この連載を始めてから、にわかに「TPP」という聞き慣れない言葉を耳にするようになった。TPPとは「Trans Pacific Partnership」の略で「環太平洋連携協定」と訳されている。

 言葉は耳新しいが、貿易に関わる協定であり、その考え方はWTO(世界貿易機関)の原則やFTA(自由貿易協定)と変わらない。多国間交渉がWTO、2国間交渉がFTA、太平洋に面している国々との交渉がTPPである。

 菅内閣は、当初、「日本を元気にさせる」としてTPPに前向きな姿勢を見せていたが、党内に反対意見が強いと見ると、一転して慎重な姿勢に転じてしまった。

 参加に反対しているのは、農協(農業協同組合)と、その意を受けた国会議員たちである。

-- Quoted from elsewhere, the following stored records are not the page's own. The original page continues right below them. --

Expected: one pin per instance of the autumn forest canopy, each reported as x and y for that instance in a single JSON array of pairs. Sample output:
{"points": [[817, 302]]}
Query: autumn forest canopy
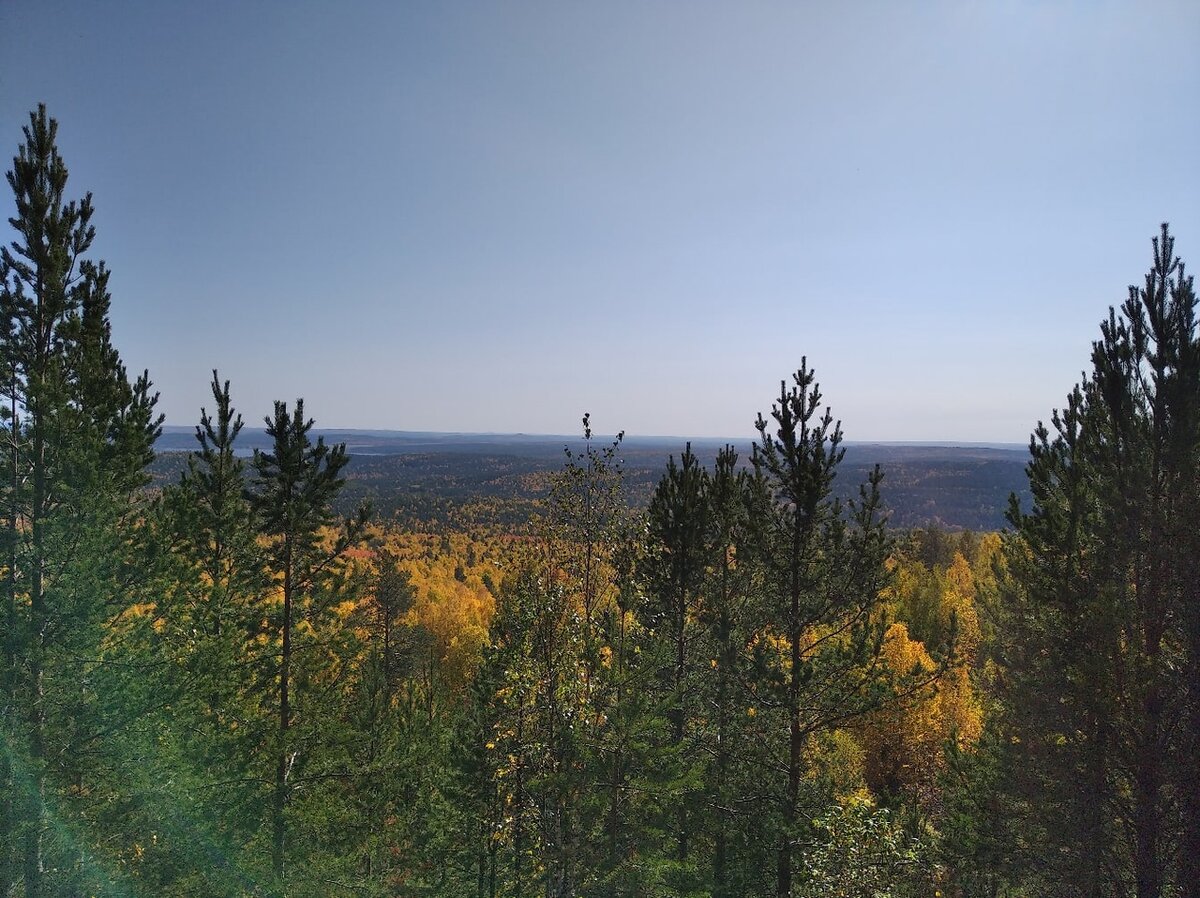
{"points": [[747, 681]]}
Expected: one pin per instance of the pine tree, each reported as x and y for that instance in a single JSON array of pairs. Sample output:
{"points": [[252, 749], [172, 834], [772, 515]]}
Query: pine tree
{"points": [[825, 576], [78, 436], [676, 567], [1103, 633], [294, 488]]}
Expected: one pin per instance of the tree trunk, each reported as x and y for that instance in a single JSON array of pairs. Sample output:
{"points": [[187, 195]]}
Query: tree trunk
{"points": [[279, 828]]}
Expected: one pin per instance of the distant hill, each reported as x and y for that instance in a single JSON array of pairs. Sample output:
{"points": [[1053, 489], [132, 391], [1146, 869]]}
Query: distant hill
{"points": [[501, 478]]}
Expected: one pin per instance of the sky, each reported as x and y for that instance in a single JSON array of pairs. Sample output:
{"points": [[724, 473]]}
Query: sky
{"points": [[496, 216]]}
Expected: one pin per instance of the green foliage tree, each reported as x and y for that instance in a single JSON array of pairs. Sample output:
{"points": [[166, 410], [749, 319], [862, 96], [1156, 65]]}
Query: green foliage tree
{"points": [[1103, 608], [293, 490], [77, 437], [826, 574]]}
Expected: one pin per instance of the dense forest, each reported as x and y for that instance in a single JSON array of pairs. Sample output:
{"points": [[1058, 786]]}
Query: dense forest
{"points": [[221, 683]]}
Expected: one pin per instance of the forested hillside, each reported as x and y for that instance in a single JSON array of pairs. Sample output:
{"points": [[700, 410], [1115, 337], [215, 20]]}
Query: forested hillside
{"points": [[467, 479], [730, 676]]}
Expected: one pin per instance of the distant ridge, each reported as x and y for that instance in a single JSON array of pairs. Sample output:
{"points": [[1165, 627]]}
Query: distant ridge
{"points": [[429, 477]]}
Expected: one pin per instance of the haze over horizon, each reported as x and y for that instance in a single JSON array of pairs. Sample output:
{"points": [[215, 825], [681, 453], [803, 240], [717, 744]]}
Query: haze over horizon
{"points": [[496, 217]]}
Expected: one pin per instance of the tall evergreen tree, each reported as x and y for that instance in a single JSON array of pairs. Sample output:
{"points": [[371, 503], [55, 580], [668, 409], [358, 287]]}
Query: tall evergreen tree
{"points": [[78, 436], [294, 486], [826, 575], [676, 567], [1103, 640]]}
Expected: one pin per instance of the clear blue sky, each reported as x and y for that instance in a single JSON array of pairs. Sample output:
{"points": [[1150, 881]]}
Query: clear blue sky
{"points": [[496, 216]]}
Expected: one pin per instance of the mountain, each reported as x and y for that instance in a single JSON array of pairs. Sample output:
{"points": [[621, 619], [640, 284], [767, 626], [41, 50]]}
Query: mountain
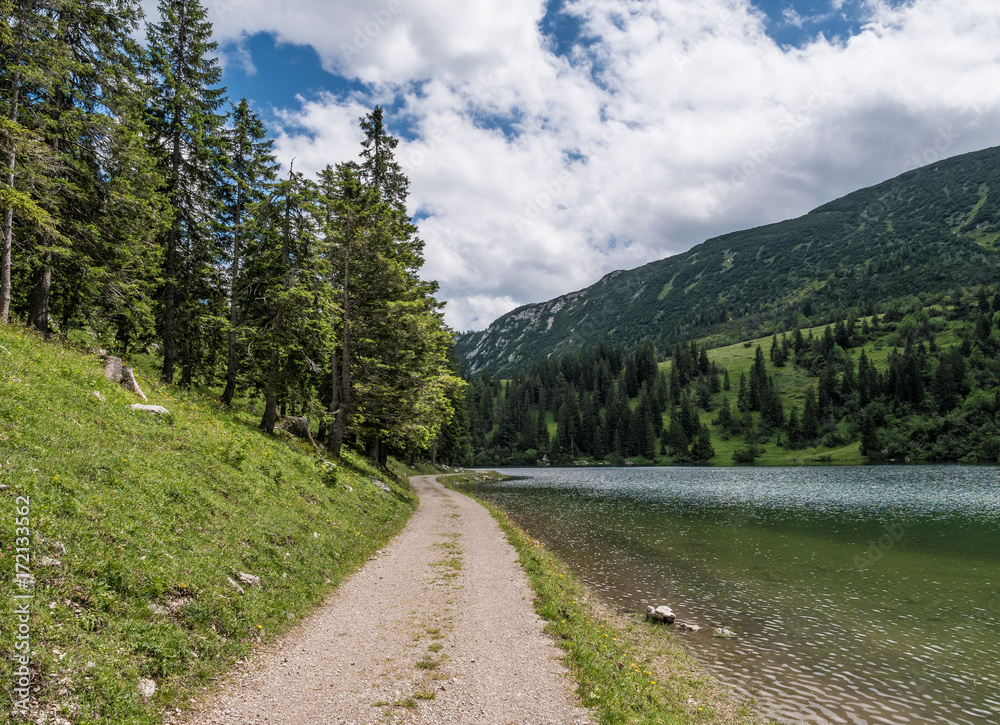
{"points": [[929, 230]]}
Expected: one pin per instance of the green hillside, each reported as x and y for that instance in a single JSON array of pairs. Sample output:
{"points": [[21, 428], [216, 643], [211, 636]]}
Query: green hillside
{"points": [[919, 381], [929, 230], [138, 522]]}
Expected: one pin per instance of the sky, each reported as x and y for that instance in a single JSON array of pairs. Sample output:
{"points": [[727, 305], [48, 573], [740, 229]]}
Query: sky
{"points": [[549, 142]]}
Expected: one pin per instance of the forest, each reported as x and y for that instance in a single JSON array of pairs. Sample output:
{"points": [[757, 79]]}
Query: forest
{"points": [[146, 209], [918, 381]]}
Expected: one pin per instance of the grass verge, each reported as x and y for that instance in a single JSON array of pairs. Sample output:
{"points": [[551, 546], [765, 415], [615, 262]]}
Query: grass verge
{"points": [[627, 670], [140, 526]]}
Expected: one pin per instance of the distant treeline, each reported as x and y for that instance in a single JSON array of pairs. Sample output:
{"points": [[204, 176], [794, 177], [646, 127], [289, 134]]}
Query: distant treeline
{"points": [[929, 400]]}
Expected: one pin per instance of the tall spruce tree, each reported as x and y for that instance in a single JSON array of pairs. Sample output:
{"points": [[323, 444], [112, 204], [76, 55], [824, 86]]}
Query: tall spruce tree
{"points": [[250, 170], [188, 140]]}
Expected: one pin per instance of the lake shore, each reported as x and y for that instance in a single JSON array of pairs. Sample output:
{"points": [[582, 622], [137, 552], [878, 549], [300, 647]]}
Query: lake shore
{"points": [[627, 669]]}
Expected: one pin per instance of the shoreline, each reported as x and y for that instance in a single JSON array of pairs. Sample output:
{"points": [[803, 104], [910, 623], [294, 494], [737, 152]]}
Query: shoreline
{"points": [[626, 669]]}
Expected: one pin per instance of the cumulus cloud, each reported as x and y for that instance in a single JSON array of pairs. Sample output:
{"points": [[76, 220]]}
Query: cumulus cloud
{"points": [[535, 173]]}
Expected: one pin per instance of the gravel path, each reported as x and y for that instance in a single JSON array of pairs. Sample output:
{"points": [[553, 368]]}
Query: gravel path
{"points": [[438, 628]]}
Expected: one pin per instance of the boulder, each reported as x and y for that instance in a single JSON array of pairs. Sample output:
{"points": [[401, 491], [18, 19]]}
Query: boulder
{"points": [[128, 380], [662, 613], [113, 368], [157, 409]]}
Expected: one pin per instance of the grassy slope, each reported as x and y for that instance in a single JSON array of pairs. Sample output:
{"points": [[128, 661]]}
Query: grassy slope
{"points": [[792, 382], [627, 670], [161, 511]]}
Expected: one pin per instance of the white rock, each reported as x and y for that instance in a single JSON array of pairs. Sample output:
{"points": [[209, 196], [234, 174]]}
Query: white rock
{"points": [[248, 579], [158, 409], [662, 613], [147, 687]]}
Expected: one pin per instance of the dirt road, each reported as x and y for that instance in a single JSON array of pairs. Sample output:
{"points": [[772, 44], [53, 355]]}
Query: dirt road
{"points": [[439, 628]]}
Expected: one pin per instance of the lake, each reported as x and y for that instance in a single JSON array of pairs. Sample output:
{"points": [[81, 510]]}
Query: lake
{"points": [[860, 594]]}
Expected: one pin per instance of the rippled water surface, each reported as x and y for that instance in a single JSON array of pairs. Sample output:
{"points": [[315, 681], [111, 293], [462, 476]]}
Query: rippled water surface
{"points": [[861, 595]]}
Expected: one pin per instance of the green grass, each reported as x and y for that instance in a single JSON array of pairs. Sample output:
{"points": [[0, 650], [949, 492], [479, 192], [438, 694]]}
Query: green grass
{"points": [[792, 383], [627, 670], [144, 518]]}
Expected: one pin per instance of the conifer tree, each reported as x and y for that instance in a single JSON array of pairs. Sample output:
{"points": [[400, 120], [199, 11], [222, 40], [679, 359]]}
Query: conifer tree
{"points": [[187, 140]]}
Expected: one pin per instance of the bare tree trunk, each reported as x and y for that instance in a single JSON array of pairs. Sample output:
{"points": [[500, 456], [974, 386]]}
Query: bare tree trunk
{"points": [[271, 396], [271, 389], [8, 213], [38, 314], [230, 391], [339, 424], [334, 406]]}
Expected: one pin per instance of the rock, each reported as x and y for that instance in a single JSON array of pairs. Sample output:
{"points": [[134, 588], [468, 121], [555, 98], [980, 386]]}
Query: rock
{"points": [[113, 368], [298, 427], [249, 579], [662, 613], [147, 687], [128, 380], [158, 409]]}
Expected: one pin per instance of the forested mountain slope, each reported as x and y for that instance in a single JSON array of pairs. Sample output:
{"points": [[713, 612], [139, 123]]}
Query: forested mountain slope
{"points": [[928, 230]]}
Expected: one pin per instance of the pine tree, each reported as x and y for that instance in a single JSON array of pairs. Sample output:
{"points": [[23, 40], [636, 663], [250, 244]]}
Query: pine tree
{"points": [[250, 171], [188, 142]]}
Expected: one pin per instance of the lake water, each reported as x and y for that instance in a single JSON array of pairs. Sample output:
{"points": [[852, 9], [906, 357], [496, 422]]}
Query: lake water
{"points": [[860, 595]]}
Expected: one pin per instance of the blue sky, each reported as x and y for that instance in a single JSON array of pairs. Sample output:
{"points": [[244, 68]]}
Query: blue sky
{"points": [[549, 142]]}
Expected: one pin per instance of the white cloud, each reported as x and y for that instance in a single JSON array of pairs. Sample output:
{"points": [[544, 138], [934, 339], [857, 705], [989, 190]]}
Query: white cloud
{"points": [[681, 120]]}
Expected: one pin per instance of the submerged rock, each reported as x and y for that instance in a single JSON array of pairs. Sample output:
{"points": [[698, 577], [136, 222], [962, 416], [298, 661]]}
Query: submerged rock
{"points": [[662, 613]]}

政府が自由貿易協定を結びたいと考えても、農協や農林族が反対するために話が進まない。この構図は、ここ50年ほど変わっていない。

 しかし、50年前に比べれば、農民人口は激減しているはずである。それにもかかわらず、なぜ、農民が大きな政治力を有しているのであろうか。このことは、日本の農業問題を理解する上での重要な鍵になっている。

「1票の格差」是正を遅らせた自民党議員たち

 先に答えを言えば、それには選挙制度が大きく関わっている。

 日本の選挙制度の基本は昭和20年代に作られたが、戦争で都市が焼け野原になったこともあり、その頃、多くの国民は農村部に暮らしていた。昭和20年代の日本は農業国家と言ってもよいものであった。

 ところが、昭和30年代に入ると工業が急速に発展し始め、それに伴って多くの人が都市に移り住んだ。実際には、農村部の中学や高校を出た若い人々が都会に就職するという形で進行したが、その結果として農村部で過疎化が進み、一方、都市の人口が増加した。

 このような現象が進行する過程で、1票の価値を一定に保つには、選挙区や定員を頻繁に見直す必要があった。しかし、それが日本で迅速に行われることはなかった。